In this study, the nomogram established based on SEER database has certain advantages especially related to its practicability. First, nomogram, which is adopted to integrate different prognosis and decisive variables, can generate individual numerical probability of clinical events, such as death or relapse; it is tailored for individual patients, making it easier to find Patients with poor overall survival as early as possible in the evaluation duration, which is superior to the clinician’s judgment.41 Second, when there is no clear clinical guidance, the nomogram provides a quick and convenient way to solve complex situation.42 Third, the parameters involved in the nomogram are easy to obtain and evaluate, which means that there is no cost burden associated with complex tests in clinical use.43 Fourth, visual nomogram can enhance patients’ understanding, help doctors and patients communicate from a medical perspective, and further promote cooperation between patients and doctors, so as to achieve better treatment effects.44 Additionally, the results of this study are conducive to the timely detection of patients with low overall survival, but it is still worth considering whether the results of the nomogram score can be used as the basis for intervention to improve the overall survival of ALM patients.

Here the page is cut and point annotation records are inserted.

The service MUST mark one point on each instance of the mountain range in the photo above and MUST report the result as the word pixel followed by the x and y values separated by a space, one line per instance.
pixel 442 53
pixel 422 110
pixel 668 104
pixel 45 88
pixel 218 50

This study based on the SEER database to investigate a large number of people has certain advantages, but also has some limitations. First, it is a retrospective study, which may cause potential selection bias and information bias. Secondly, the evolution at the time of diagnosis was not considered in this study, since some following reasons involved in. SEER database fails to access some important information, such as patients’ radiotherapy and chemotherapy information, pathological information, treatment time information, surgical method information, etc., which may have an important impact on the course of disease development of patients; Then, TNM stage was not taken as a separate variable in the study, only AJCC stage was used as a variable, which simplified the model, but may sacrifice some accuracy in the prediction of survival rate in the nomogram; The last is the limitation of the nomogram itself, ie, only factors that can be obtained and measured can be considered, and data should be assumed to be static with time.13,45 Thirdly, the study did not perform external validation for the nomogram, and using only internal validation could lead to overfitting of the new model. Therefore, in future studies, we will further study the SEER database to find more information on clinical disease development, so as to make full use of the database resources, and we also plan to add more predictors, use prospective data to establish a nomogram, and use external validation methods to verify the model’s effectiveness, so as to compensate for these limitations as much as possible.

Conclusion

This study is the first to establish a comprehensive ALM nomogram based on the SEER database and evaluate it using a range of indicators. The validation results showed that the nomogram was a powerful predictor. Compared to the AJCC staging system alone, both the C-index and calibration curves of the nomogram performed well and predicted better overall survival at 3-, 5-, and 8- years for ALM patients, but since we did not externally validate it, the accuracy of the model remains to be determined. The nomogram can be used as a supplement to the AJCC staging system for disease prognosis. Therefore, the clinical use of nomogram and AJCC staging system in conjunction may lead to more accurate assessment results. The nomogram may give further reference information for clinicians to provide personalized prognosis for patients with ALM. In addition, in the next phase of the study, we will attend to collect prospective data on ALM by, exploring and utilizing unknown prognostic factors to optimize the nomogram, thus verifying the model’s effectiveness with the help of external validation methods.